Last Updated : Nov 12, 2020 07:37 PM IST | Source:

FM’s Diwali gift to home buyers: Tax relief on difference between circle and market rates

This measure will reduce hardships faced by both home-buyers and developers and help in clearing unsold inventories

Adding sparkle to the Diwali, Finance Minister Nirmala Sitharaman announced significant measures for those planning to buy residential units of up to Rs 2 crore.

The initiative will also benefit developers who are hard pressed to offload unsold inventories, especially in those locations where the current market prices are below the circle rate – a rate at which different levies such as stamp duty, registration fee and other taxes are computed and paid.

As part of the Atmanirbhar 3.0 initiative, the Minister announced an increase in the differential from 10 per cent to 20 per cent under Section 43CA of the Income Tax Act on sale of residential units valued at up to Rs 2 crore. Consequently, the buyers will be entitled for relief of up to 20 per cent under Section 56(2)(x) of the Act.


This limited period of relaxation will end on June 30, 2021, thus inducing a sense of urgency among the homebuyers and developers to complete transactions in time to avail the tax benefit.

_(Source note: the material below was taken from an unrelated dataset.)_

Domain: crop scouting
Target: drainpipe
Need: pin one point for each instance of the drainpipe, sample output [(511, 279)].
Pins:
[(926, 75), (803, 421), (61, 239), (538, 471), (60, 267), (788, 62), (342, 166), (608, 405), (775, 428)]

In the words of the Minister, "this measure will reduce hardships faced by both home-buyers and developers and help in clearing unsold inventories.”

Helping homebuyers

Amit Maheshwari, Tax Partner, AkM Global, is of the opinion that the move will certainly help the homebuyers and developers as circle rates usually do not keep pace with the market rates and very often due to certain situations such as this pandemic. The market prices have dropped sharply, but the respective state governments may not correct the stamp duty rates quickly or not do so at all.

“The income tax provisions do discourage buyers where the variance between market rate and circle rate is considerably high. However, consequent amendments should also be brought to Section 50C to protect the individual home sellers as well,” he says.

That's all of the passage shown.